A huge water main break caused extensive flooding in the Mount Vernon neighborhood of Baltimore early yesterday. Several residences and businesses lost water service or had low pressure, and a city official said it could be two days before the area returns to normal.
The rupture, which occurred about 4 a.m. in the middle of the 100 block of E. Madison St., at Hargrove Alley, turned city streets into fast-rushing streams carrying sand, mud, rocks and chunks of asphalt.
The city's Office of Emergency Management set up a command post to coordinate work by the city Department of Public Works, the Fire Department and Baltimore Gas and Electric Co. as city officials expressed concern about the condition of electrical lines, natural gas pipes and a potential collapse of the street, said Kurt Kocher, a public works spokesman.
Kocher said he didn't have a count on the number of businesses and residences that lost all or part of their water service after the 30-inch-wide pipe broke, but he said they appeared to be within a two- to three-block area around the site of the break.
Mass at St. Ignatius Roman Catholic Church and performances at Centerstage, both in the 700 block of N. Calvert St., were canceled yesterday.
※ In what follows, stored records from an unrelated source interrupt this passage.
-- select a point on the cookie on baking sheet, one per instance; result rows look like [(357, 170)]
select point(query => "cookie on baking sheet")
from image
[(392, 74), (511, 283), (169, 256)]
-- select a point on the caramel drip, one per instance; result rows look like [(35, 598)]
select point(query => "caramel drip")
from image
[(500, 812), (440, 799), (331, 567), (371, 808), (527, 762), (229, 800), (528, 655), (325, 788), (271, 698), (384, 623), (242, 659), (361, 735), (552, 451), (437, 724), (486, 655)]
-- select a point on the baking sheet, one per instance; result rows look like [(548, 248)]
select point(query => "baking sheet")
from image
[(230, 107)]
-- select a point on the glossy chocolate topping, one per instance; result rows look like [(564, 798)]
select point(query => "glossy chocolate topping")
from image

Police closed off some lanes of St. Paul Street and entire sections of Madison and Calvert streets as water gushed down the hill toward Guilford Avenue for several hours. Yesterday afternoon, city officials announced they were closing Calvert Street from Centre to Read streets, and Monument, Madison and Read streets from St. Paul Street to Guilford Avenue. It was unclear when the streets would be reopened.
Also, the city was towing some vehicles on Madison Street that were in the way of emergency work and debris removal. The city said vehicle owners could dial 311 to find out how to get them back. The city was also supplying bottled water to residents and some businesses who called 311 to request it, Kocher said.
The force of the water main break damaged a 50-foot section of asphalt, the spokesman said.
City workers were shutting down valves to stem the flow of water from the broken main so a new section of pipe can be installed.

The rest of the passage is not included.